José Antonio Martín Pallín
17 AUG 2019 – 00:00 CEST
The Constitution has 169 articles, but listening to the “pure constitutionalists”, it seems that there are only two
The positions of those who presume to be constitutionalists have taken shape in the political language, excluding from the constitutional coverage those who seek formulas for coexistence with the independence sectors or emphasize the preeminence of economic and social rights. It is necessary to have a lot of self-confidence and large doses of arrogance to claim the exclusivism of constitutionalist essences, without even having the slightest idea of what a constitutional text means as a support for a truly democratic society. Professor Jorge de Esteban when analyzing the various functions of a Constitution reminds us that “… it cannot be a rigid corset that definitively regulates the coexistence of a people”.
The “guardians of the constitutional essences” distribute militancy cards, having no idea of the meaning of a constitutional text or the values it embodies. They remind me of the characters that José Cadalso describes in his work, Los eruditos a la violeta. He made a fierce satire of certain public figures who, despite their scarce and superficial training, because they had never read or studied anything, showed off as illustrated, repeating worn-out topics in the form of clichés. Their current definitions are academically ridiculous, but I fear they have penetrated an important part of our society and have been effective in disqualifying and dividing.
Our constitutional text has a Preamble in which the desire to establish justice, freedom, security and the common good for all is proclaimed. The Constitution is not a simple organization chart of the structure of the State in which the functions of the three classical powers, the role of the Crown and the powers of the Autonomies are regulated.
If any virtuality has a Constitution, it is to achieve, through the exercise of the fundamental rights of the person and especially freedom of expression, that citizens enjoy truthful information that allows them to form their criteria, necessarily different, to be able to participate freely in public life, electing a Parliament that reflects political pluralism.
But all these constitutional components would be merely superficial if the citizens were not guaranteed the use and enjoyment of all the rights inherent to the human being, the political and the civil ones that the pioneer countries of democracy, the United States and France, baptize as republican, in addition to the economic, social and cultural.
The “guardians of the constitutional essences”, distribute militancy cards, without having any idea of the meaning of a constitutional text
Our Constitution has 169 articles, but listening to the strident fanfare of the “pure constitutionalists”, one has the impression that there is only Article 2, which speaks of the common and indivisible homeland of all Spaniards. Lately, on the occasion of the Catalan crisis, they have discovered article 155, without stopping to think that its application is more typical of the federal states than of the autonomous states.
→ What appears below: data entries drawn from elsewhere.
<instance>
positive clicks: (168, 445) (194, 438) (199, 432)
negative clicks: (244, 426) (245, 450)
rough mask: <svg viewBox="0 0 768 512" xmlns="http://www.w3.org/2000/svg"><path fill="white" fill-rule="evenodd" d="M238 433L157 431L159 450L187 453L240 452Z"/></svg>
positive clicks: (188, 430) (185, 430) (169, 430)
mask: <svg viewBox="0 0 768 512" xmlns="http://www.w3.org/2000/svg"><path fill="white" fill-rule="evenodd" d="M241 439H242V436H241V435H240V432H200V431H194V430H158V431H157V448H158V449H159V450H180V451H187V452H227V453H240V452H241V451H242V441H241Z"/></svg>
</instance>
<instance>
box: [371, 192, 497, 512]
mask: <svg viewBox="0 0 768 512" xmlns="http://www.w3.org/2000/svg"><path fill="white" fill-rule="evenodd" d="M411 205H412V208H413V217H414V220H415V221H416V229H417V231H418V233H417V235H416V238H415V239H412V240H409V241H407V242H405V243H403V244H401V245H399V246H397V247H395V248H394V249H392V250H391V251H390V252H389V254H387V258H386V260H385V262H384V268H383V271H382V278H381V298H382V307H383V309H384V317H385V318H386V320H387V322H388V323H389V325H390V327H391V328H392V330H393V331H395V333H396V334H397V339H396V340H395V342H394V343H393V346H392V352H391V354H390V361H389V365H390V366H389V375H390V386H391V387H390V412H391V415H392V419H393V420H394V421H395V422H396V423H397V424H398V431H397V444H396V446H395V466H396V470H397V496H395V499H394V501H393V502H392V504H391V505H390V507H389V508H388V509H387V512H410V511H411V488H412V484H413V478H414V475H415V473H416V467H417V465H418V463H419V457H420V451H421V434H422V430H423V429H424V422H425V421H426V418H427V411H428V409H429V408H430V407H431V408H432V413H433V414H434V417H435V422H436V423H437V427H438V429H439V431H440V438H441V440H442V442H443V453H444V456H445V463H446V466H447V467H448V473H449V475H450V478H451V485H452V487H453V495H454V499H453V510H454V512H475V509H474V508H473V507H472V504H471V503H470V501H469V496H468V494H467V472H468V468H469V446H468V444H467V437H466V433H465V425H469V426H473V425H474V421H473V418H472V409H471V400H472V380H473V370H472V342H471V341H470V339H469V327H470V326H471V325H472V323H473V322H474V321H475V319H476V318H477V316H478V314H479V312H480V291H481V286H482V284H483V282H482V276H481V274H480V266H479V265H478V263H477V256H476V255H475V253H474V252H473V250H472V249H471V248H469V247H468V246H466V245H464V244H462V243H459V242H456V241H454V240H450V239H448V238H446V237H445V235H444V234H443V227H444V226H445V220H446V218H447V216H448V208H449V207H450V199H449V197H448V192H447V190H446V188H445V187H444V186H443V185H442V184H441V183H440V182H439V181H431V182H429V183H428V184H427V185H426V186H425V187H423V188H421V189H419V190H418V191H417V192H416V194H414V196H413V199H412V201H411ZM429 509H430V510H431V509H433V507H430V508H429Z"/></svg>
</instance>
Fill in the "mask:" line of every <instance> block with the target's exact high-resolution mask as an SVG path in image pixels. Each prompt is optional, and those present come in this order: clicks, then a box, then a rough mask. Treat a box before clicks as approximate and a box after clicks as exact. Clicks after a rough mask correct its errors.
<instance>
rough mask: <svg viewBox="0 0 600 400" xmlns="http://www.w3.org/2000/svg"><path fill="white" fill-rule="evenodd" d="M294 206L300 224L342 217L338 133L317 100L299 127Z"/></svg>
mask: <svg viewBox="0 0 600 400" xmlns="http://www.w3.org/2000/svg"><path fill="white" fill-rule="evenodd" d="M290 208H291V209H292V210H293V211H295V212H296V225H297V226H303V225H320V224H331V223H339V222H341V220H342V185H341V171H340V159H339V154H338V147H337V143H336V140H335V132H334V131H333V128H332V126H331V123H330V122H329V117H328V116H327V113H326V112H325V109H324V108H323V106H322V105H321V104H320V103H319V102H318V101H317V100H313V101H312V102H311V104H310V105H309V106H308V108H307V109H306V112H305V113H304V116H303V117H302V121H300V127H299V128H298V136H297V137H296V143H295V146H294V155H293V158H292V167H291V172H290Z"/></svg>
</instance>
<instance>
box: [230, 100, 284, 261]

By not getting out of this position, they underestimate the essence of a democratic constitution. All experts in constitutional law put special emphasis on highlighting the relevance of what they call its “hard core” that must remain unchanged, if you do not want to convert the constitutional text into a norm similar to the Basic Laws or the Organic Law of the State of the dictatorship. This hard core has its origin in the International Covenants on Civil and Political Rights and Economic, Social and Cultural Rights. If they are divided into two autonomous and disconnected blocks, a constitutional anomaly occurs. The superior values of freedom, justice, equality and political pluralism are affected, whether the free exercise of freedom of expression, meeting or demonstration is reduced, or if the free development of personality is frustrated by depriving citizens of real and effective access to social and cultural and economic rights, such as education, health, housing or the guarantee of the right to a healthy environment or access to decent housing.
In the constitutional text it is possible to defend the possibility of an agreed solution for the Catalan problem and the equalization of civil rights with which is constituted the inalienable basis of the welfare state and maintain the unity of the Spanish nation. Words and concepts cannot be handled lightly. There is a risk of turning them into signs of identity that make the rich plurality that our constitutional text allows incompatible with the exclusive and authoritarian conception of those who award to themselves, exclusively, the constitutional orthodoxy.
José Antonio Martín Pallin. Lifeabogados lawyer. Emeritus magistrate of the Supreme Court. Commissioner of the International Commission of Jurists (Geneva).